A captive broodstock program has successfully prevented the population's extinction in the near term and preserved its genetic lineage, the plan says. "That program will now transition to increase hatchery releases to support sufficient natural-origin anadromous Sockeye Salmon returns. Next, it will shore up adaptation to reestablish a natural self-sustaining anadromous Sockeye Salmon population."
The National Marine Fisheries Service will focus on the first five years of implementation and in five-year intervals thereafter, with the understanding that before the end of each five-year implementation period, specific actions and costs will be estimated for subsequent years.
Estimated total cost for implementation during the initial five-year period, FY 2014 to FY 2018, is approximately $20 million, the plan says. Total estimated cost of recovery actions for the ESA-listed Snake River sockeye salmon evolutionarily significant unit over the next 25 years is projected at about $101 million.
The supplementation strategy will rely heavily on a new BPA-funded sockeye hatchery at Springfield, Idaho. The $13.5-million facility opened last year and is designed to produce 1 million sockeye smolts annually, boosting annual releases fivefold.
Snake River sockeye were placed on the endangered list in 1991 after all the runs, except Redfish Lake, were gone. The population at Redfish had dwindled to fewer than 10 fish per year, the recovery plan says.
But the run has started to rebound, which NOAA attributed to hatchery program success.
Between 1999 and 2007, more than 355 adults returned from the ocean from captive brood releases--almost 20 times the number of wild fish that returned in the 1990s. However, that total is skewed by unusually large returns in 2000. Returns dropped from 2003 through 2007, but began building in 2008, NMFS said.
In 2008, 646 (including 140 natural-origin fish) returned to the Sawtooth Valley. The next year, 832 (including 86 natural-origin fish) fish returned, followed by 1,355 in 2010, including 178 natural-origin fish.
The total for 2011 was 1,117 (including 145 natural-origin fish), with 257 in 2012 (including 52 natural-origin fish), 272 in 2013 (including 79 natural-origin fish) and 1,579 in 2014 (including 453 natural-origin fish).

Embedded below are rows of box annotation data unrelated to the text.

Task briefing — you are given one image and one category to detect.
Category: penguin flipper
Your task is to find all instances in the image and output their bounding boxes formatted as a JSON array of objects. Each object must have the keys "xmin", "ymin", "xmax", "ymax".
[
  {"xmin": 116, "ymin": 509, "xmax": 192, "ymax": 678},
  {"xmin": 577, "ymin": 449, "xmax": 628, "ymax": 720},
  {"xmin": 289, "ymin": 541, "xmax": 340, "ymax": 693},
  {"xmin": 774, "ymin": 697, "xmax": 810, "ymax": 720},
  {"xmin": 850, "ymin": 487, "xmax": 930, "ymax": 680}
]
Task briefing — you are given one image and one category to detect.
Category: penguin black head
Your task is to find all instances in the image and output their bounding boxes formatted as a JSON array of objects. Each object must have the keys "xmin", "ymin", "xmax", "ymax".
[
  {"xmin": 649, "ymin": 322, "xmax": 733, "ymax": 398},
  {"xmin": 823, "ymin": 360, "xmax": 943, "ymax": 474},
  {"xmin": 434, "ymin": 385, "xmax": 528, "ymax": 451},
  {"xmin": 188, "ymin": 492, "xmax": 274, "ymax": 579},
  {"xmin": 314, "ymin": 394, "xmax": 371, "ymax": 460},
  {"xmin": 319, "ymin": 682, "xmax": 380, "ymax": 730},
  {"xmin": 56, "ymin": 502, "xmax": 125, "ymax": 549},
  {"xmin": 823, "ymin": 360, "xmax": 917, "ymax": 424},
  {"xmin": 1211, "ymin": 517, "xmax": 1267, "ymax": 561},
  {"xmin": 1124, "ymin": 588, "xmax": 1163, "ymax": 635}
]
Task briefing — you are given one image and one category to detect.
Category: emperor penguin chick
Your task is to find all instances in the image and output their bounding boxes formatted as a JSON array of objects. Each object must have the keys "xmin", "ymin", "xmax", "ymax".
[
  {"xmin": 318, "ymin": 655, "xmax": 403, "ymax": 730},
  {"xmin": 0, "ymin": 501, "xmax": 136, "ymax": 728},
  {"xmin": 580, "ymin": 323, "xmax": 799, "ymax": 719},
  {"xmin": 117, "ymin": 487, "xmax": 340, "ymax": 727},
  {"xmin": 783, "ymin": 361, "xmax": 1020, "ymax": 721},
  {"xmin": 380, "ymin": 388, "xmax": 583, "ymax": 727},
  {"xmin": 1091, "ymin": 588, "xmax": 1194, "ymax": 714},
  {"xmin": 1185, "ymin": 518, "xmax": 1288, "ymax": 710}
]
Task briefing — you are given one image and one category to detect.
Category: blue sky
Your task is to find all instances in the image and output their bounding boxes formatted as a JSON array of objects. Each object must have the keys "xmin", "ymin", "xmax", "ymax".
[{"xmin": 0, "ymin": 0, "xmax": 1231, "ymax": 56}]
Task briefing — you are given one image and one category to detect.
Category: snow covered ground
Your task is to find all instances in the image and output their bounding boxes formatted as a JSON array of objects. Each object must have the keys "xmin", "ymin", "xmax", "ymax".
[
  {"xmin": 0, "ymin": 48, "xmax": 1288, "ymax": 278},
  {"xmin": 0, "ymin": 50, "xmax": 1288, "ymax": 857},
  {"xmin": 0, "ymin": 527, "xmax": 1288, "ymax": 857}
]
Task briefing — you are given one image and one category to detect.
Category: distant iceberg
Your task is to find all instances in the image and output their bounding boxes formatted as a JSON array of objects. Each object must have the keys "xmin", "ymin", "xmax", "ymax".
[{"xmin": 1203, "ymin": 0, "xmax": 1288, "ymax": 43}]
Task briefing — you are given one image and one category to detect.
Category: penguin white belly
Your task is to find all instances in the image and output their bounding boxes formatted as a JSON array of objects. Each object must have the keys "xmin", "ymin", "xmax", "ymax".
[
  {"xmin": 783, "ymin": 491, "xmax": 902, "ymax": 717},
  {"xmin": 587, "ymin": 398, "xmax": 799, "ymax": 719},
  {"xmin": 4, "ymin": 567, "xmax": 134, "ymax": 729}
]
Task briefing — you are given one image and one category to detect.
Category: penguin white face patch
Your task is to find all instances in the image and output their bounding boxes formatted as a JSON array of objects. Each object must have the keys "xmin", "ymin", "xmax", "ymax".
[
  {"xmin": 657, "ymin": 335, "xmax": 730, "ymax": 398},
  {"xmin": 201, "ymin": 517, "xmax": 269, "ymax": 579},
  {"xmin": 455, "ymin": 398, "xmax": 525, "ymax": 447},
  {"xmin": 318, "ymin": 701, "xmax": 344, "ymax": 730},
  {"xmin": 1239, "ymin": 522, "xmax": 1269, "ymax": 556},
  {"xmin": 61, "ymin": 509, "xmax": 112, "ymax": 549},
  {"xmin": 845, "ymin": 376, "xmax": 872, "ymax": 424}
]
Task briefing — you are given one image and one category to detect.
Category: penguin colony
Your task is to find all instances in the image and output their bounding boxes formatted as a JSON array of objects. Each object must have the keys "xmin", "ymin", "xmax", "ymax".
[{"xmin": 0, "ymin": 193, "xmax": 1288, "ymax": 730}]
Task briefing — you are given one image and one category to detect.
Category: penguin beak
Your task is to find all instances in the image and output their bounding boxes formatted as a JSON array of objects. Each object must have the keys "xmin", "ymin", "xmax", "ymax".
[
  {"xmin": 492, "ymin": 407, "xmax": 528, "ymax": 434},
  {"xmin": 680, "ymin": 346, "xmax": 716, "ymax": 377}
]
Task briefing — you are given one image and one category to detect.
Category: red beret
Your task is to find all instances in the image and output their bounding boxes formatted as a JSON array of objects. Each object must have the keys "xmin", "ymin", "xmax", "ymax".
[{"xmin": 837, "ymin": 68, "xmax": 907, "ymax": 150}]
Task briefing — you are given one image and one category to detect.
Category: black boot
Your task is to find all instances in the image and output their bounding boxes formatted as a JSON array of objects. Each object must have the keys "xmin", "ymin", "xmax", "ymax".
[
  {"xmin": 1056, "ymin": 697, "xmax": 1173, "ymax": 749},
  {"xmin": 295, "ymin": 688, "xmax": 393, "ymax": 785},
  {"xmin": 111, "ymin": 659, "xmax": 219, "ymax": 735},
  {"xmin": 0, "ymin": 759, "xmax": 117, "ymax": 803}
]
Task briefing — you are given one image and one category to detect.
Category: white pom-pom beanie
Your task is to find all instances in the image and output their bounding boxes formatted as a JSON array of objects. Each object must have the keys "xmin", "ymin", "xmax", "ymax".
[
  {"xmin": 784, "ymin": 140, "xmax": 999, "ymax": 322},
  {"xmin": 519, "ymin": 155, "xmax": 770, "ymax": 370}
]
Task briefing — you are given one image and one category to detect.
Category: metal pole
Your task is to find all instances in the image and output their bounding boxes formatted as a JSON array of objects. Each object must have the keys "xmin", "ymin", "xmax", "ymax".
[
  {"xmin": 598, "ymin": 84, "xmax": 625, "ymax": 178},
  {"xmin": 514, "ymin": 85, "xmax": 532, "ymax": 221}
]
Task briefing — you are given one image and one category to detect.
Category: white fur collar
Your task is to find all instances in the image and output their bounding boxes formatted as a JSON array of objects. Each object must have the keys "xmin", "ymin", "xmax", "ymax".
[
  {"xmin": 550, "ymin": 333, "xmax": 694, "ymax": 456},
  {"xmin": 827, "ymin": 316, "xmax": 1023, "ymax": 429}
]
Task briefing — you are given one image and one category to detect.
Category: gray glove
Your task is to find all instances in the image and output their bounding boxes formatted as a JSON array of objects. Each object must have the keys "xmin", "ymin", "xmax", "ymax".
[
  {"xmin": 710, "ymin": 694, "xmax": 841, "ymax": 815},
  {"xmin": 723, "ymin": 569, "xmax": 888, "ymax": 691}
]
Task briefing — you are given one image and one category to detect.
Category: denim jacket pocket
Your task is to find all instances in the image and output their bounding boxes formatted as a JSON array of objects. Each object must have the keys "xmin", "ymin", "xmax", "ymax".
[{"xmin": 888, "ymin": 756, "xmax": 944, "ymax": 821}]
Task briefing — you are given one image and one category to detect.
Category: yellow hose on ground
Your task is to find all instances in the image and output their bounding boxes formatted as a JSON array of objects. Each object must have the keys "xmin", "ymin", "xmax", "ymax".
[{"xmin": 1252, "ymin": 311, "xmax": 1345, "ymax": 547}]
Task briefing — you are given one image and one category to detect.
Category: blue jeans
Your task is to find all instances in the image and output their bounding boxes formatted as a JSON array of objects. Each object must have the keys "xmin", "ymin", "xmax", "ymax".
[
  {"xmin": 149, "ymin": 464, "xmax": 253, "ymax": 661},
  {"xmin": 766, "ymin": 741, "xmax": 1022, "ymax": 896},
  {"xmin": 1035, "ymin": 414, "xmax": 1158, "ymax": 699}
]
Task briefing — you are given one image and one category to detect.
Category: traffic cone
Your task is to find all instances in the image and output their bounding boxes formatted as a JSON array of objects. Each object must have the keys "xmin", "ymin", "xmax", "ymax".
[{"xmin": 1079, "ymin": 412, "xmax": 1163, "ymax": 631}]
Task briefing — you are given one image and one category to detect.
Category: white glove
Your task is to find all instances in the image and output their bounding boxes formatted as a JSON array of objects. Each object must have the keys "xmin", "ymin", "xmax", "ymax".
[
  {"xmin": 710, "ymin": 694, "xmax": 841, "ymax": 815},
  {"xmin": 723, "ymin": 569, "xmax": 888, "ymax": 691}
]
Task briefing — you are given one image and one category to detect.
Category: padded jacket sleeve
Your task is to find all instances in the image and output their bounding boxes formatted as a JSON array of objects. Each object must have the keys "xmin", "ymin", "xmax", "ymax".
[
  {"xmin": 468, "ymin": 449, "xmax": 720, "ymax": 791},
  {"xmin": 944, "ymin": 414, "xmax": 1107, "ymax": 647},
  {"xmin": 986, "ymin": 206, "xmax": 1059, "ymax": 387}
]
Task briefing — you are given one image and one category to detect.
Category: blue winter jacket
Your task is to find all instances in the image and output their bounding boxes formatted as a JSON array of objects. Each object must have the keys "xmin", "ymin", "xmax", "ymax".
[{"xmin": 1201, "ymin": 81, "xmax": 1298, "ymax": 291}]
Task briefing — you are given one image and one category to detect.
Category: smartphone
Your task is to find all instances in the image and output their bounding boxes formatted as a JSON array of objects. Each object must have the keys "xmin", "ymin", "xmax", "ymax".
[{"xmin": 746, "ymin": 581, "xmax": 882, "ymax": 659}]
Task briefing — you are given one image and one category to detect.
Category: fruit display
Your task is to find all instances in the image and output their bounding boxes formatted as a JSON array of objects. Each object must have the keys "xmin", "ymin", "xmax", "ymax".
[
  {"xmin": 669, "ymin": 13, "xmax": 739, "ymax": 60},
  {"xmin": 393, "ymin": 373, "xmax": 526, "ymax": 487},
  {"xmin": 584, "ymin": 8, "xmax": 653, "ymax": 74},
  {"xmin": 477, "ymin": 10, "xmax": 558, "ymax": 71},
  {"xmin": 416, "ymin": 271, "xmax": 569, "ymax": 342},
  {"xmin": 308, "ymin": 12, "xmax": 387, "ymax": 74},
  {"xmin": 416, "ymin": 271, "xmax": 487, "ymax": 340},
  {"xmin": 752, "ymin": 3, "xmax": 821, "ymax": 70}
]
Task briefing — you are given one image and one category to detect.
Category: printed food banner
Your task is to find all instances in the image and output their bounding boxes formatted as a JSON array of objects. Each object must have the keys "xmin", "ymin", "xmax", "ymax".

Two-thirds of the fish were captured at the Redfish Lake Creek weir and the remaining fish were captured at the Sawtooth Hatchery weir on the mainstem Salmon River upstream of the Redfish Lake Creek confluence. Sockeye salmon returns to Alturas Lake ranged from one fish in 2002 to 14 fish in 2010. No fish returned to Alturas Lake in 2012, 2013 or 2014, according to the plan.
"However, while the program has successfully prevented extinction and preserved the genetic lineage of Redfish Lake Sockeye Salmon, the species remains at risk of extinction. Snake River Sockeye Salmon cannot be said to be recovered until it is made up of natural-origin fish spawning in the wild and surviving their two-way journey in far greater numbers," the plan says.